- Download the Spark Source of the version that you want in your CDH. This can be done either by getting the code from the git repository or just by downloading the source of the specific version from the apache spark site. Here is how to get the source for a specific version from git
To get the latest code from master use below
git clone git://github.com/apache/spark.git
To get a specific maintenance branch with stability fixes on top of Spark 1.5
git clone git://github.com/apache/spark.git -b branch-1.5
- cd /spark
- execute the below command to build spark libraries from source
make-distribution.sh -Phadoop-2.6 -Pyarn -Dhadoop.version=2.6.0-cdh5.5.0 -DskipTests -Phive -Phive-thriftserver
- Spark needs to be built with -Phive and -Phive-thriftserver options to get the thrift server as part of the distribution
- Maven versions needs to be 3.3 or higher and need to make sure Maven has enough heap memory (1-2 GB) allotted via Xmx settings
- it will take around 15 -30 mins and will the spit the libraries into the folder /dist
spark-examples-1.5.1-hadoop2.6.0-cdh5.5.0.jar spark-assembly-1.5.1-hadoop2.6.0-cdh5.5.0.jar spark-1.5.1-cdh5.5.0-yarn-shuffle.jar
- Stop the Spark service on your cluster.
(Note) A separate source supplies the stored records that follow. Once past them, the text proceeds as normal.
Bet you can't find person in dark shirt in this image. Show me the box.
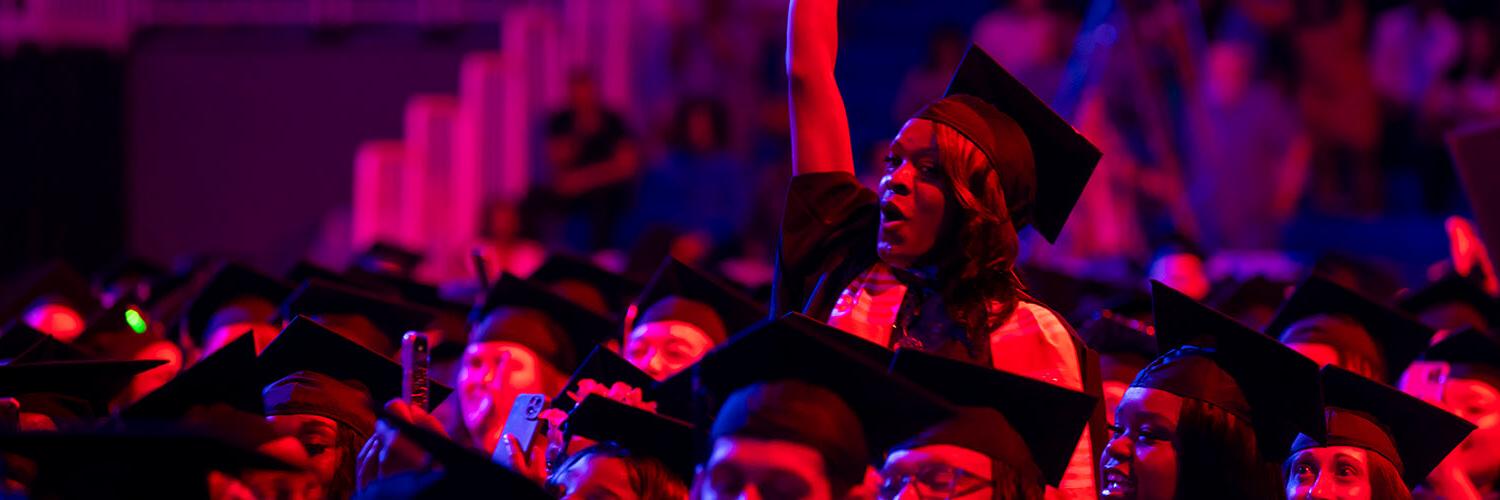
[546,71,641,251]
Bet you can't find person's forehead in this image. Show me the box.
[1119,382,1182,422]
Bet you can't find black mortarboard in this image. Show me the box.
[1133,281,1323,461]
[1266,276,1434,380]
[891,348,1098,485]
[1292,361,1475,488]
[257,317,453,407]
[626,257,767,344]
[0,321,89,363]
[0,260,104,321]
[470,273,620,371]
[350,242,423,279]
[696,312,953,455]
[918,45,1101,242]
[356,407,554,500]
[1397,273,1500,329]
[0,431,299,498]
[528,252,642,315]
[552,345,656,411]
[1422,329,1500,389]
[120,330,263,422]
[1446,120,1500,273]
[0,359,167,417]
[567,395,702,482]
[281,279,432,354]
[186,263,291,345]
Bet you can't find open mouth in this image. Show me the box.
[881,201,906,222]
[1100,467,1136,498]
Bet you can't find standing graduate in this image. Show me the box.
[771,0,1103,497]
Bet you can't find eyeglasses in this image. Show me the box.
[881,464,995,500]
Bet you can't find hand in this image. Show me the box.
[354,399,447,489]
[500,434,548,485]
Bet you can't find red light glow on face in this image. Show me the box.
[26,303,84,342]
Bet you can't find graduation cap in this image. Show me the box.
[1266,276,1434,380]
[552,345,656,411]
[119,330,263,422]
[528,252,642,314]
[281,279,432,354]
[918,45,1101,242]
[0,260,104,321]
[350,242,423,279]
[1079,311,1161,383]
[696,312,954,456]
[1446,122,1500,277]
[356,405,554,500]
[1133,281,1325,461]
[186,263,293,345]
[0,359,167,419]
[566,395,702,483]
[626,257,767,344]
[257,317,453,410]
[1397,273,1500,329]
[891,348,1098,485]
[1292,361,1475,488]
[470,273,620,371]
[0,429,300,498]
[0,321,89,363]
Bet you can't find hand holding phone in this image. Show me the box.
[401,332,432,411]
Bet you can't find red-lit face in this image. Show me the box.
[200,323,281,357]
[875,119,948,269]
[1443,378,1500,485]
[1287,342,1349,369]
[621,321,714,380]
[693,437,842,500]
[881,444,995,500]
[557,455,639,500]
[458,342,545,452]
[266,414,342,485]
[1287,446,1370,500]
[1100,387,1182,500]
[24,303,84,342]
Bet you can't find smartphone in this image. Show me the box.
[494,393,548,464]
[401,332,432,410]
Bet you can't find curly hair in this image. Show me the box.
[933,123,1032,357]
[1175,398,1286,500]
[548,441,687,500]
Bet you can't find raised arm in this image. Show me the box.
[786,0,854,176]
- Copy the three jar files to all machines in your cluster. I copied them to /opt/cloudera/parcels/CDH-5.5.0-1.cdh5.5.0.p0.8/jars
- Do this for all the nodes on the cluster
- Log onto each nodes via shell and run the below commands
- Change directory to /opt/cloudera/parcels/CDH-5.5.0-1.cdh5.5.0.p0.8/lib/spark/lib
cd /opt/cloudera/parcels/CDH-5.5.0-1.cdh5.5.0.p0.8/lib/spark/lib
- update the spark-assembly jar
sudo rm spark-assembly.jar sudo rm spark-assembly-1.5.0-cdh5.5.0-hadoop2.6.0-cdh5.5.0.jar sudo ln -s ../../../jars/spark-assembly-1.5.1-hadoop2.6.0-cdh5.5.0.jar sudo ln -s ../../../jars/spark-assembly-1.5.1-hadoop2.6.0-cdh5.5.0.jar spark-assembly.jar
- update the spark examples jar
sudo rm spark-examples-1.5.0-cdh5.5.0-hadoop2.6.0-cdh5.5.0.jar sudo rm spark-examples.jar sudo ln -s ../../../jars/spark-examples-1.5.1-hadoop2.6.0-cdh5.5.0.jar sudo ln -s ../../../jars/spark-examples-1.5.1-hadoop2.6.0-cdh5.5.0.jar spark-examples.jar
- update yarn-shuffle jar
cd /opt/cloudera/parcels/CDH-5.5.0-1.cdh5.5.0.p0.8/lib/hadoop-yarn/lib
sudo rm spark-1.5.0-cdh5.5.0-yarn-shuffle.jar
sudo rm spark-yarn-shuffle.jar
sudo ln -s ../../../jars/spark-1.5.1-cdh5.5.0-yarn-shuffle.jar
sudo ln -s ../../../jars/spark-1.5.1-cdh5.5.0-yarn-shuffle.jar spark-yarn-shuffle.jar
cd /opt/cloudera/parcels/CDH-5.5.0-1.cdh5.5.0.p0.8/lib/spark/examples/lib
sudo rm spark-examples-1.5.0-cdh5.5.0-hadoop2.6.0-cdh5.5.0.jar
sudo ln -s ../../lib/spark-examples-1.5.1-hadoop2.6.0-cdh5.5.0.jar
- List out the symlinks on all the folders and make sure none of them are blinking, blinking indicates that the symlinks might be pointing to the wrong location
- Restart the spark service from cloudera manager
- Copy the thrift server start and stop scripts from the /dist/sbin folder to the location /opt/cloudera/parcels/CDH-5.5.0-1.cdh5.5.0.p0.8/lib/spark/sbin/ on all the nodes that we want to start the thrift server from
- Start the thriftsever with the command
./sbin/start-thriftserver.sh --master yarn-client --executor-memory 512m --hiveconf hive.server2.thrift.port=10001
- If JAVA_HOME environment variable is not set , you will need to set it before starting the server.